In 2019, the U.S. FDA granted Breakthrough Therapy designation for TIBSOVO (ivosidenib) for the treatment of adult patients with relapsed or refractory myelodysplastic syndromes with a susceptible isocitrate dehydrogenase 1 (IDH1) mutation as detected by an FDA-approved test. Servier plans to submit a supplemental New Drug Application (sNDA) based on these results to the U.S. FDA for TIBSOVO in adult patients with R/R IDH1-mutated myelodysplastic syndromes.

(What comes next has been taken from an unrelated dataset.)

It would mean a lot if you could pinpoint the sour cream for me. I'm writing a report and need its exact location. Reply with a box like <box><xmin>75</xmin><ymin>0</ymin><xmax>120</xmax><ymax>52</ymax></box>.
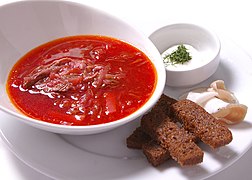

TIBSOVO is currently approved in the U.S. as monotherapy for the treatment of adults with IDH1-mutant relapsed or refractory AML and in monotherapy or in combination with azacitidine for adults with newly diagnosed IDH1-mutant AML who are ≥75 years old or who have comorbidities that preclude the use of intensive induction chemotherapy. TIBSOVO was recently approved by the European Commission as a targeted therapy in two indications: in combination with azacitidine for the treatment of adult patients with newly diagnosed acute myeloid leukemia (AML) with an isocitrate dehydrogenase-1 (IDH1) R132 mutation who are not eligible to receive standard induction chemotherapy; as well as in monotherapy for the treatment of adult patients with locally advanced or metastatic cholangiocarcinoma with an IDH1 R132 mutation who were previously treated by at least one prior line of systemic therapy. TIBSOVO has also been approved in the U.S. and Australia for patients with previously treated IDH1-mutated cholangiocarcinoma. TIBSOVO is also approved in China[i] for the treatment of adult patients with relapsed or refractory AML who have a susceptible IDH1 mutation. Servier has granted CStone a co-exclusive license for the development and an exclusive license agreement for the commercialization of TIBSOVO in Mainland China, Taiwan, Hong Kong, Macao and Singapore.

* Denotes a censored observation.

About the Study
In the Phase 1 dose-escalation and expansion study evaluating TIBSOVO in adults with advanced hematologic malignancies with IDH1 mutations, the clinical activity, safety, tolerability, pharmacokinetics and pharmacodynamics of TIBSOVO in adult patients with relapsed or refractory MDS with a susceptible IDH1 mutation is being assessed. (NCT03503409)

About Myelodysplastic Syndromes (MDS)
MDS comprises a diverse group of bone marrow disorders in which immature blood cells in the bone marrow do not mature or become healthy blood cells. The Leukemia and Lymphoma Society estimates that more than 20,000 people are diagnosed with MDS in the U.S. each year. Failure of the bone marrow to produce mature healthy cells is a gradual process, and reduced blood cell and/or reduced platelet counts may be accompanied by the loss of the body’s ability to fight infections and control bleeding. For roughly 30 percent of the patients diagnosed with MDS, this bone marrow failure will progress to AML1. Chemotherapy, supportive therapy, stem cell transplant, growth factors, and similar approaches are used to treat MDS.